The team announced Tuesday that the DivX code, based on a next-generation MP3-like video standard called MPEG-4, has been released at the Project Mayo Web site, and OpenDivX's forums already have more than 100 posts and hundreds of page views.
"What we're aiming for is for DivX to be a video-playing standard," says Joe Bezdek, director of product definition for Project Mayo, the company built around the DivX product. "We're movie lovers, and we want to see it work on as many platforms as possible."
The Project Mayo site has DivX projects set up for Linux, Mac, Windows, even Playstation, in response to many requests the team as gotten in the past six-plus months for a game-console version, Bezdek says. Binaries are now available for the Windows version and for a Windows player, called the Playa.
"What's next is to build this online community and DivX, to have it work well on all the platforms listed on the site and maybe even ones we haven't even thought of," Bezdek says. "We're just getting into the community and enjoying talking to people."
Here's what the site says for the DivX for Linux project: "OK guys, this is it. An open video codec for Linux. There are only about 10,000,000 posts to every Slashdot thread that mentions an open source MPEG-4 codec, so we assume you want one. We are working on everything for Linux - the encoder, the decoder, you name it ... We have some internal versions running on Linux but we need to blow them out." Project Mayo is looking for a Linux forum moderator who "has the love."
Project Mayo has created its own license for the Open-Sourced project. Like the Apache license, the DivX Open License allows the DivX team to retain the right to release versions under the "DivX" name. The license also addresses video patent issues -- basically, the user is responsible for getting a patent release to play a video.
That wording may help Project Mayo avoid lawsuits that have plagued other technologies such as the DeCSS DVD-playing software. And Bezdek is careful to distinguish DivX from file-sharing services such as Napster, which uses the MP3 format to allow users to trade music.
"DivX is comparable to MP3," he says. "It's a high-quality video compression format that a lot of people like to use.
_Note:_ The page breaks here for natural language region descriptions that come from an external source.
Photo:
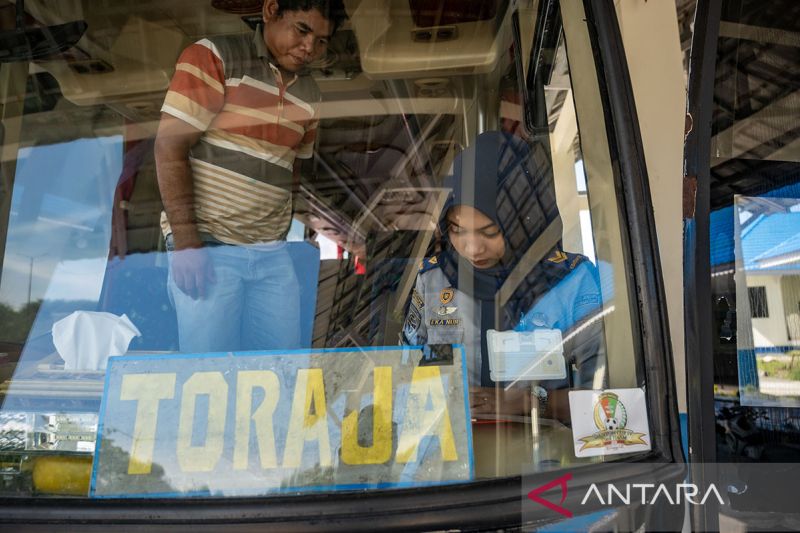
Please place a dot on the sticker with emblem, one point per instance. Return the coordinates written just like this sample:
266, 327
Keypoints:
451, 322
446, 296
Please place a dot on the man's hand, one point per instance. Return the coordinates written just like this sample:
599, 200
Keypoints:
192, 271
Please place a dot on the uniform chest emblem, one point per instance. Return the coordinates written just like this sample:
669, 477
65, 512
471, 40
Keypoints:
446, 296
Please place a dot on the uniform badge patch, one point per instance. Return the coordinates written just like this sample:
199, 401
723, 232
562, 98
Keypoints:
446, 296
416, 299
445, 321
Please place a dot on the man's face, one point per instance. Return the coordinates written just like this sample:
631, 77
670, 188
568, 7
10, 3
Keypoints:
295, 38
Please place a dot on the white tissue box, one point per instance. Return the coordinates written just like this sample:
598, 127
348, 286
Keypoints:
526, 356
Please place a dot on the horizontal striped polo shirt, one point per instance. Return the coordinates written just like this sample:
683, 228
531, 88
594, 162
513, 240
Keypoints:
255, 124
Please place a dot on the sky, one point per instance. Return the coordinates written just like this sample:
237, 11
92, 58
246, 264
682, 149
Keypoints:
60, 223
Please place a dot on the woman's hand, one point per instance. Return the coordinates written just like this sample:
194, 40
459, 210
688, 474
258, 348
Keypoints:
499, 401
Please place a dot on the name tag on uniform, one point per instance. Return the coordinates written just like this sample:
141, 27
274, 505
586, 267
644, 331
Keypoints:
526, 355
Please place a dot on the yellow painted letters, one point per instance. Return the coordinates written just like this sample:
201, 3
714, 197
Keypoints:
147, 390
309, 392
246, 382
381, 449
419, 422
202, 458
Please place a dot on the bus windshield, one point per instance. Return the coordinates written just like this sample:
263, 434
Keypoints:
261, 248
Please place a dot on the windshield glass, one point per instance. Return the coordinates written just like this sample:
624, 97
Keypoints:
308, 245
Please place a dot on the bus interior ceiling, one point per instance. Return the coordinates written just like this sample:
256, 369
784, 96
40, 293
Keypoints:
386, 140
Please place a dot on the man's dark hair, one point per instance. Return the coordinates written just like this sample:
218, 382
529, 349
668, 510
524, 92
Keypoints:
332, 10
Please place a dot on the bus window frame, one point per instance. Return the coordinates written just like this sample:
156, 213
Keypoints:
493, 503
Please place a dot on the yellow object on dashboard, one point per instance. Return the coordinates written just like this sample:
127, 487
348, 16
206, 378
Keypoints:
64, 475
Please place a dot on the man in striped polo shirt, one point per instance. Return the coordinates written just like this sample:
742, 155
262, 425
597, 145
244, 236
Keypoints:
239, 114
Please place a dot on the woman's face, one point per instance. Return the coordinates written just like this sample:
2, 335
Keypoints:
475, 236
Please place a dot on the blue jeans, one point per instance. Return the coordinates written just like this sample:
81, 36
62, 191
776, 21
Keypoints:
253, 304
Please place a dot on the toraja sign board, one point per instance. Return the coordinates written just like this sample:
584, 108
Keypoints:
255, 423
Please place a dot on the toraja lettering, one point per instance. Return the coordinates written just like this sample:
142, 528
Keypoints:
256, 423
445, 321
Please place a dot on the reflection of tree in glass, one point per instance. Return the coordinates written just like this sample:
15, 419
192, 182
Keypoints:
114, 477
16, 323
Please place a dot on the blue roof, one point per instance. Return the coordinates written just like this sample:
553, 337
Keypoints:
771, 236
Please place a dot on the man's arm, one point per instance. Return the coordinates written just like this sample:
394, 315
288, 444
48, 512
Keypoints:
173, 142
191, 268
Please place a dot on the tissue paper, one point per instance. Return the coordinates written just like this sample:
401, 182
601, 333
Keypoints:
86, 339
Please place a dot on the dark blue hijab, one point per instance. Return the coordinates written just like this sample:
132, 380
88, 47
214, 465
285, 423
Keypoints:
511, 182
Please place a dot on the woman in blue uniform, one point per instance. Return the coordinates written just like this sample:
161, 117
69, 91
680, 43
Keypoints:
500, 266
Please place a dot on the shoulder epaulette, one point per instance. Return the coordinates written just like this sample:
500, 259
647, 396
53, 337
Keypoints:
428, 263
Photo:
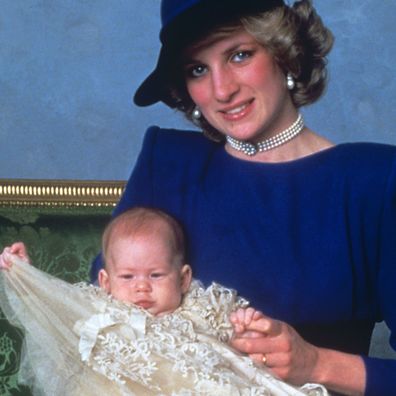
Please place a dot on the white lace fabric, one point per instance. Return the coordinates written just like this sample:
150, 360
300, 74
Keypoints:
81, 341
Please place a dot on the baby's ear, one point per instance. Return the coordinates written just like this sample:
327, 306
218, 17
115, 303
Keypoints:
104, 281
186, 277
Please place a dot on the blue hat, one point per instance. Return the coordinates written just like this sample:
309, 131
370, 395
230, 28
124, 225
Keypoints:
183, 21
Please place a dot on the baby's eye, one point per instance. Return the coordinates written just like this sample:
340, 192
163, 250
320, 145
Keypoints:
196, 71
156, 275
240, 56
127, 276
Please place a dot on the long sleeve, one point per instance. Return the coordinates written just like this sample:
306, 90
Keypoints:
381, 373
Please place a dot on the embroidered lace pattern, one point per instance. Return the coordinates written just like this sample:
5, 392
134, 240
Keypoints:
92, 344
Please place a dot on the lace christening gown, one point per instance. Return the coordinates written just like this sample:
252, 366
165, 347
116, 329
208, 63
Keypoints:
81, 341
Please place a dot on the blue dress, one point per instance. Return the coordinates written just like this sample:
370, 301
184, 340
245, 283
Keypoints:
311, 242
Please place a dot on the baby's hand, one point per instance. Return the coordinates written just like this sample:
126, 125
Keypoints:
16, 249
241, 318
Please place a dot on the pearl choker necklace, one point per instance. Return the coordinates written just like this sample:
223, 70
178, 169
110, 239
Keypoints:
270, 143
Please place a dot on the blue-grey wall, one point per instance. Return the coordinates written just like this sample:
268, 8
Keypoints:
68, 70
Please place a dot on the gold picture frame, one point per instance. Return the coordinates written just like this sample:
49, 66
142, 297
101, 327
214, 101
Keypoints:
60, 193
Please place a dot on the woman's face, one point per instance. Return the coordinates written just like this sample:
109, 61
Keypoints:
238, 87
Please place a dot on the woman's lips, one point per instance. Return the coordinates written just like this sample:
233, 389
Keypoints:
237, 112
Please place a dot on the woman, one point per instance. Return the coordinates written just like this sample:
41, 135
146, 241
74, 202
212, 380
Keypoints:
302, 228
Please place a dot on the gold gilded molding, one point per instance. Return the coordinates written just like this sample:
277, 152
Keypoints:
59, 193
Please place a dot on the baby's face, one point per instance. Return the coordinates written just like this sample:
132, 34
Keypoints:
145, 272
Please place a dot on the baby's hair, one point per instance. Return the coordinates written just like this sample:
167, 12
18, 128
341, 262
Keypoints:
139, 220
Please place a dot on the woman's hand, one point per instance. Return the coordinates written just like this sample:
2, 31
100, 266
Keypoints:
275, 344
16, 249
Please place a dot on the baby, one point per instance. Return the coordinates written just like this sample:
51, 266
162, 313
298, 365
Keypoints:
148, 330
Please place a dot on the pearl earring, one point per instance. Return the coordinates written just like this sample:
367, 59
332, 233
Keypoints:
290, 81
196, 113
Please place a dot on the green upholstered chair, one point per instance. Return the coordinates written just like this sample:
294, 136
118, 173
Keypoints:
61, 223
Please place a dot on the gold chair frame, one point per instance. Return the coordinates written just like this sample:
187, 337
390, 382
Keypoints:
59, 193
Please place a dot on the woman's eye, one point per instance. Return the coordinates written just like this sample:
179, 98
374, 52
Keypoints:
196, 71
241, 56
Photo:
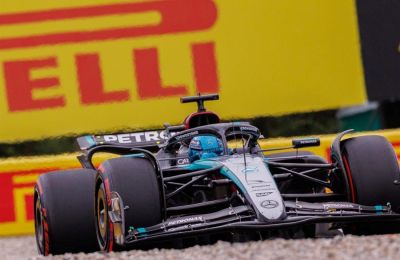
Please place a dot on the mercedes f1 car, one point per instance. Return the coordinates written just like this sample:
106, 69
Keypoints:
205, 181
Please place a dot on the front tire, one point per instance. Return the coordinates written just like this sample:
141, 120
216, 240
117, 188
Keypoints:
372, 171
We don't have any control over how people use it."
David Ulevitch, a sysadmin for Project Mayo and advocate for its Open Source release, says the team wants to do right by the Open Source community. He told Slashdot readers that the Open Source release of DivX isn't meant to drum positive press. "This code works, but we are making it better," he wrote to Slashdot. "We are developing this code still, not just throwing it to the open source world for the hype, we just thought others would want in ... all of our developers are on the mailing lists and actively post in our forums."